The Palm Springs Art Museum is an iconic and renowned museum in the heart of the city of Palm Springs, California. Established in 1938, the museum is renowned for its world-class collections and exhibitions, as well as its commitment to education and public programs. The museum has grown significantly over the past 80 years, expanding to include a campus with four facilities – the Annenberg Theater, the Architecture and Design Center, the Galen Academy of Art, and The Palm Springs Art Museum.

The original building that housed the Palm Springs Art Museum was designed by architect Albert Frey in 1938. It was originally built as a single-story structure with two galleries that were open to visitors for free.

In 1954, an addition was made to the building which included an auditorium with seating for 250 people. This expansion allowed for more art exhibitions and educational programs to be held at the museum.

Over time, more additions were made to accommodate larger exhibitions and more educational programs. In 1972, an outdoor sculpture garden was built adjacent to the museum that featured works by prominent artists such as Henry Moore and Louise Nevelson. The following year, a three-story building was added that contained a library dedicated to art history research.

In 1978, a new wing of galleries was added that doubled both exhibition space and storage capacity.
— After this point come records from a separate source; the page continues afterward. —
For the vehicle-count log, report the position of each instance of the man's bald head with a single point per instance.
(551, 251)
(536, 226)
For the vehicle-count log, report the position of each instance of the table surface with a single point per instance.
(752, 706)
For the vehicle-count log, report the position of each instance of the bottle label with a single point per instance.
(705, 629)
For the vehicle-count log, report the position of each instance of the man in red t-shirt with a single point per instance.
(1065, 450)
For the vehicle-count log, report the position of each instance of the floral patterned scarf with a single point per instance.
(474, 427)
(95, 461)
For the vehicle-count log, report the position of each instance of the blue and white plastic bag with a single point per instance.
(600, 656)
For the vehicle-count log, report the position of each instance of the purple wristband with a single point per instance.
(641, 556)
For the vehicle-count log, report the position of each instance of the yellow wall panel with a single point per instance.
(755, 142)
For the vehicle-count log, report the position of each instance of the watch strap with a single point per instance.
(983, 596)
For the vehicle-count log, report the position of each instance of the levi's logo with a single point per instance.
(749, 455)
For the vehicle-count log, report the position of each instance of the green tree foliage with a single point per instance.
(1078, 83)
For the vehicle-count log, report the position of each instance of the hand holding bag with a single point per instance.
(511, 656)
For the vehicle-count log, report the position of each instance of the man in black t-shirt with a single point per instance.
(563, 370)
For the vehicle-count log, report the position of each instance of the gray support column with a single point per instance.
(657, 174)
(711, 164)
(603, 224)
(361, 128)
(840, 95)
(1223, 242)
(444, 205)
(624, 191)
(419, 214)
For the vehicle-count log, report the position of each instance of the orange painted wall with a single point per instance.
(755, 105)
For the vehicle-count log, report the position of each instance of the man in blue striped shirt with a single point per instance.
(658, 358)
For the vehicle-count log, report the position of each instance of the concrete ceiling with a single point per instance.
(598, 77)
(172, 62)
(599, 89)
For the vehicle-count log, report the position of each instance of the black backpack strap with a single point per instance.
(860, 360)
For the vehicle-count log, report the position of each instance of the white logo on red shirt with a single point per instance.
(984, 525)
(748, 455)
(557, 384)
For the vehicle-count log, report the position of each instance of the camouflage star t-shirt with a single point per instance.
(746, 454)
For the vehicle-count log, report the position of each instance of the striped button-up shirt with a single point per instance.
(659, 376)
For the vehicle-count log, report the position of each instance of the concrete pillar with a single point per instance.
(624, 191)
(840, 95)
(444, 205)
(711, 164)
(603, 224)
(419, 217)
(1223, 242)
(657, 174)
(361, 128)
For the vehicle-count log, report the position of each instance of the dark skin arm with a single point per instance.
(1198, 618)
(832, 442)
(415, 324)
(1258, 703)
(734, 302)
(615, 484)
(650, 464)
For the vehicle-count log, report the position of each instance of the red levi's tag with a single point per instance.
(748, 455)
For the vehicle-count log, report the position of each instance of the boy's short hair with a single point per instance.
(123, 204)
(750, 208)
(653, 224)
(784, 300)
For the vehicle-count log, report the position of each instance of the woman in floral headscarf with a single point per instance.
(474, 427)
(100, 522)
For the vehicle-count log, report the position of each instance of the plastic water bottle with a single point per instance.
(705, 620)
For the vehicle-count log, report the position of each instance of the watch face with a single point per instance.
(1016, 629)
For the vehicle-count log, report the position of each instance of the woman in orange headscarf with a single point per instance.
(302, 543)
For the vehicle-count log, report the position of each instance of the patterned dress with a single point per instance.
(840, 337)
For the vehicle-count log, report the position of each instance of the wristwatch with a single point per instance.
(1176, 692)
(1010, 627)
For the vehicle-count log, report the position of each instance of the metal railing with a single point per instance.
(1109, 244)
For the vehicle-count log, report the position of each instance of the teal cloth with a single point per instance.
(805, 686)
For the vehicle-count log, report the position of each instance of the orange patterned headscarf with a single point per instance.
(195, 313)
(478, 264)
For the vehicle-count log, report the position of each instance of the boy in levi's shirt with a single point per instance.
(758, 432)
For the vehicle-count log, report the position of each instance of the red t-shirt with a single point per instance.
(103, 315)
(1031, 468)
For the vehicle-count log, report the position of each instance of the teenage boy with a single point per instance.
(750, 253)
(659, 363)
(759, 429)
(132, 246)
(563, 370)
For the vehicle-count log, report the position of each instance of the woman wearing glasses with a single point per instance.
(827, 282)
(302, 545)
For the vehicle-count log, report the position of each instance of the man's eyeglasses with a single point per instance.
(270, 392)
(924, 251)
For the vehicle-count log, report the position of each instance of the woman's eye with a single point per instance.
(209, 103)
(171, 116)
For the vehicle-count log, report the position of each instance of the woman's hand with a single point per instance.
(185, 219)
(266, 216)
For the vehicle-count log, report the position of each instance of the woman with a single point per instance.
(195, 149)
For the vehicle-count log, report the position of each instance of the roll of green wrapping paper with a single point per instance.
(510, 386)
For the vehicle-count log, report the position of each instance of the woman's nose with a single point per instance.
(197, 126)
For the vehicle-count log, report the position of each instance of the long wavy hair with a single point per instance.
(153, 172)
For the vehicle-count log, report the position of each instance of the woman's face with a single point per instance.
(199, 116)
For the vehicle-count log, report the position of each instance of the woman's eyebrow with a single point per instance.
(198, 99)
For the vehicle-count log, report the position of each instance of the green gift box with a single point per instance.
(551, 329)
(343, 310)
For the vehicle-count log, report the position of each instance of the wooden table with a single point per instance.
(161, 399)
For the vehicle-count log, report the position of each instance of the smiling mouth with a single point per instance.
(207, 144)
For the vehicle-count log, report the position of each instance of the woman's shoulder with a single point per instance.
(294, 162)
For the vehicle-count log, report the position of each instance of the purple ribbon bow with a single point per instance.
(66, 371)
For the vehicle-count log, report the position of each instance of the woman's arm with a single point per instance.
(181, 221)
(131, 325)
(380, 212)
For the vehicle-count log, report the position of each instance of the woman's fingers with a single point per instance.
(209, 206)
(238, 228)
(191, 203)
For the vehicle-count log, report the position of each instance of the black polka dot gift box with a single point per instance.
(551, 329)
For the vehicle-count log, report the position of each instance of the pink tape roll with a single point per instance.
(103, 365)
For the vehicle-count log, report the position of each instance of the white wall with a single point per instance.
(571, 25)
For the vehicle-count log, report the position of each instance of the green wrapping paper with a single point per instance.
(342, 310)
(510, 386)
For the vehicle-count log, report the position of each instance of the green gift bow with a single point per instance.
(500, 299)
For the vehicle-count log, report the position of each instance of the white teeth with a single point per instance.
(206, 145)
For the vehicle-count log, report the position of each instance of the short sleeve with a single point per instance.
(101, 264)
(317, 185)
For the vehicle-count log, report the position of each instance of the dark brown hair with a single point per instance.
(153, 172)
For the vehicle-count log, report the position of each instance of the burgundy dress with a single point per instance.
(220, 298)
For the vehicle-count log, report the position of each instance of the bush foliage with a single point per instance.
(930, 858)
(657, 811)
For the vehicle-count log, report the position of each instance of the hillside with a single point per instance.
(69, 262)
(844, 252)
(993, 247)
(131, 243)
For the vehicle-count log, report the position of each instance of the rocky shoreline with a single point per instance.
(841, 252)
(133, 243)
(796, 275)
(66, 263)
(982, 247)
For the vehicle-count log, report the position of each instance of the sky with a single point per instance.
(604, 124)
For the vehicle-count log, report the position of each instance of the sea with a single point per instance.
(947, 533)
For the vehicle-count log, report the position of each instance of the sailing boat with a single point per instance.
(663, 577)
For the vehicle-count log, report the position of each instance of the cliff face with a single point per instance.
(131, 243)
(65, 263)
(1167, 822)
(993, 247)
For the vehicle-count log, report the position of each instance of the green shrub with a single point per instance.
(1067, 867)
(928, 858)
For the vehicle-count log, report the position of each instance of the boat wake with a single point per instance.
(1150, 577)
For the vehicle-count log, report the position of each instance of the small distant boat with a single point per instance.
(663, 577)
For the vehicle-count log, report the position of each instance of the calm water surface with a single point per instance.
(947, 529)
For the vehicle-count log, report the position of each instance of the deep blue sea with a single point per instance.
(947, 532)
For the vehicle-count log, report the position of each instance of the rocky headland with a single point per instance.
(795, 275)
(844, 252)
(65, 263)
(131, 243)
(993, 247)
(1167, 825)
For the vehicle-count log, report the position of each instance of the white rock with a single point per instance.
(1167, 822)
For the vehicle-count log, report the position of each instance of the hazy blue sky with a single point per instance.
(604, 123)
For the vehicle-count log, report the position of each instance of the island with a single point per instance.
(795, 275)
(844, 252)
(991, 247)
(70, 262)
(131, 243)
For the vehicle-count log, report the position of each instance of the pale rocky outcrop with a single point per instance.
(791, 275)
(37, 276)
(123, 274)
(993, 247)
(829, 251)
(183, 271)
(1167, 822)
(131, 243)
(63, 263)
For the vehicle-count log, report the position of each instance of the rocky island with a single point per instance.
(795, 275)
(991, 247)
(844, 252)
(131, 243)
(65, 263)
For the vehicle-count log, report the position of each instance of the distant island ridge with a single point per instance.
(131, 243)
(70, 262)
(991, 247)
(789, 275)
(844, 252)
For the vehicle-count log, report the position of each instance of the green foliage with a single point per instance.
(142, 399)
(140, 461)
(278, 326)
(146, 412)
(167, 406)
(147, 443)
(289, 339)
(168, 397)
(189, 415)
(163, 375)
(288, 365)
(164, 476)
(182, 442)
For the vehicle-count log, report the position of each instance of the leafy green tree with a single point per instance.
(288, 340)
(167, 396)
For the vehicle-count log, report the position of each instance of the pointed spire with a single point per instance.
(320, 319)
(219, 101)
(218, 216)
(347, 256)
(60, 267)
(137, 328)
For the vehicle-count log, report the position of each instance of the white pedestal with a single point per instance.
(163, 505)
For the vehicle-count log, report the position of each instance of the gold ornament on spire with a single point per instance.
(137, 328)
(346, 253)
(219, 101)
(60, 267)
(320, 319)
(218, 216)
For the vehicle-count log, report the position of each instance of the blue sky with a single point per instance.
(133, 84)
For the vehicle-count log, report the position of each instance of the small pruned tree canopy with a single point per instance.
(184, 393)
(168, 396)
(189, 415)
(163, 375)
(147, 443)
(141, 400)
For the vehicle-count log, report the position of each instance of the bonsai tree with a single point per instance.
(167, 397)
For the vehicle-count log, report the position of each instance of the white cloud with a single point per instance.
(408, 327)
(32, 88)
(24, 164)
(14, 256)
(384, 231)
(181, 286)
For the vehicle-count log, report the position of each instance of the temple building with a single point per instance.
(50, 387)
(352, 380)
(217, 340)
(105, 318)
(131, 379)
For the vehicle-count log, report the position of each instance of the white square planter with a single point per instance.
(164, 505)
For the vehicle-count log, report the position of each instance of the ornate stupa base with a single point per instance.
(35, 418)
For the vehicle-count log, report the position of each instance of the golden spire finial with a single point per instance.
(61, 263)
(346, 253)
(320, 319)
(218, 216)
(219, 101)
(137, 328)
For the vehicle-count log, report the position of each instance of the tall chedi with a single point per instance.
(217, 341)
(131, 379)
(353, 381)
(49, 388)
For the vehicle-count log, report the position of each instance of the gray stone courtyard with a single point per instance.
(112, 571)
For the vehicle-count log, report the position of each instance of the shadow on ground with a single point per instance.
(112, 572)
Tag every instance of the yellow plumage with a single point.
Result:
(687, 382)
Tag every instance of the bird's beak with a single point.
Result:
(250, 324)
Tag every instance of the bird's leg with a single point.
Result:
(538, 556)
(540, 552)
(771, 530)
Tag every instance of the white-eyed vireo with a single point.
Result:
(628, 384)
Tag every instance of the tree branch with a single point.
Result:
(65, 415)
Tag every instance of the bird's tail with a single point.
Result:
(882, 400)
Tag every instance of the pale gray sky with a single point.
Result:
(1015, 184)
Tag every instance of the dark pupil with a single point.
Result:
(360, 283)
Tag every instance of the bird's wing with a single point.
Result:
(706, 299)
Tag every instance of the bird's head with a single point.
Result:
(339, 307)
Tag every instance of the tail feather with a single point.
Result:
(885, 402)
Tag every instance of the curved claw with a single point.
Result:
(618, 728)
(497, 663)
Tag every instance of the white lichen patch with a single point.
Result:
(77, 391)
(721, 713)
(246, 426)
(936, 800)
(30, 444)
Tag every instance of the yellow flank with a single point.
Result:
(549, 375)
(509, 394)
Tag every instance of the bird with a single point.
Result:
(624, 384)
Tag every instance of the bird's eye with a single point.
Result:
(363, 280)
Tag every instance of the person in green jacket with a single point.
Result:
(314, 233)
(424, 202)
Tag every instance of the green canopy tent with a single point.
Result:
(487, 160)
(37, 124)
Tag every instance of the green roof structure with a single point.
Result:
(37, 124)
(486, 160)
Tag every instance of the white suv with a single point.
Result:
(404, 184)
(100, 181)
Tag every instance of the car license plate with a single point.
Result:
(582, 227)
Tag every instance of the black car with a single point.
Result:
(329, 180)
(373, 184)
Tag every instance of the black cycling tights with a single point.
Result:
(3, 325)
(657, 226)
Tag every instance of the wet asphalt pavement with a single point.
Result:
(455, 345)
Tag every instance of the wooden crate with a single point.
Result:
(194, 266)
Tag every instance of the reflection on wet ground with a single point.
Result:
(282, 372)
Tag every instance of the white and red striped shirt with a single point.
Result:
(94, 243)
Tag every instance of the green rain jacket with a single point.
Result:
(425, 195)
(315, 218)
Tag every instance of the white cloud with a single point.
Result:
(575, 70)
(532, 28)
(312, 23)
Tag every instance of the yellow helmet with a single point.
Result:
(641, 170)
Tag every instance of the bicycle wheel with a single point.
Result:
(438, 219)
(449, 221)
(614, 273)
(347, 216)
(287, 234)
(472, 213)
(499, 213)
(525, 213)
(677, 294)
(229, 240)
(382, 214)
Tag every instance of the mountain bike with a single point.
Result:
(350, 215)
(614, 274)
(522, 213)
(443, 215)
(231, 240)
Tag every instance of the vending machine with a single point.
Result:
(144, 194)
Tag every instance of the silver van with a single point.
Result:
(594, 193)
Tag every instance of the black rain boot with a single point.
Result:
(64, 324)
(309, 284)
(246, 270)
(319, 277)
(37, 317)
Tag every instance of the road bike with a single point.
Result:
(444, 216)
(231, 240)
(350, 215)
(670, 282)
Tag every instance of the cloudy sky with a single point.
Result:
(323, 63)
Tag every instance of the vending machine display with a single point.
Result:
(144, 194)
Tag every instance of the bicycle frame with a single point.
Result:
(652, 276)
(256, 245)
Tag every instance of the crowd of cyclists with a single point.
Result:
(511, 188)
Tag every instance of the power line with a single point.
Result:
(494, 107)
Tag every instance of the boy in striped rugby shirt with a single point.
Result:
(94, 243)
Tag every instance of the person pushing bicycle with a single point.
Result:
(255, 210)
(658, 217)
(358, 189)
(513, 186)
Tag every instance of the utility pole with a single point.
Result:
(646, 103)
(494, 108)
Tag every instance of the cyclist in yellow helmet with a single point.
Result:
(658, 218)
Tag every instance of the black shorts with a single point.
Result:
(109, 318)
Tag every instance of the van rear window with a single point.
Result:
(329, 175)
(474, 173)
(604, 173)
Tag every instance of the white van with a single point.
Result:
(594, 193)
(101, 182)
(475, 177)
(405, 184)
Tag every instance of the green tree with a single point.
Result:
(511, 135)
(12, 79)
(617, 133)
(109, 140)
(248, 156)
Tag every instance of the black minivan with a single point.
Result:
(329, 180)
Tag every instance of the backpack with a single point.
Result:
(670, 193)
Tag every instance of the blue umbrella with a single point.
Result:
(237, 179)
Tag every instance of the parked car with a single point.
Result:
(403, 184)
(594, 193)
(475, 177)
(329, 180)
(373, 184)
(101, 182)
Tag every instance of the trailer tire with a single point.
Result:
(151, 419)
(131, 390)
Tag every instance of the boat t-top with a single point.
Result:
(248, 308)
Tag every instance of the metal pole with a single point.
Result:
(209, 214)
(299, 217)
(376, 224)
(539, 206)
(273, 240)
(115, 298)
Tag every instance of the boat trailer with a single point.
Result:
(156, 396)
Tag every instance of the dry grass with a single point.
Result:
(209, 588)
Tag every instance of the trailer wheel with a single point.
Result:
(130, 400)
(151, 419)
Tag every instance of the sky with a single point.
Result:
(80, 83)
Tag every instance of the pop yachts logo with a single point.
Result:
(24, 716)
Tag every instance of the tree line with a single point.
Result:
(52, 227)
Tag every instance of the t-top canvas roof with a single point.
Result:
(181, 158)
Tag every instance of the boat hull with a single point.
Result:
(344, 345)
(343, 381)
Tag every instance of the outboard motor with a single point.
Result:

In 1994 an additional wing featuring contemporary art galleries was opened up which included interactive video installations, photography exhibits, and digital media displays.


The Palm Springs Art Museum was first built in 1938 by architect Albert Frey with two galleries open for free visitation. Since then it has had many expansions that have allowed for larger exhibitions and educational programming which include an outdoor sculpture garden, library dedicated to art history research, additional wings of galleries for both contemporary art displays and storage capacity; making it one of the most iconic cultural attractions in Southern California today.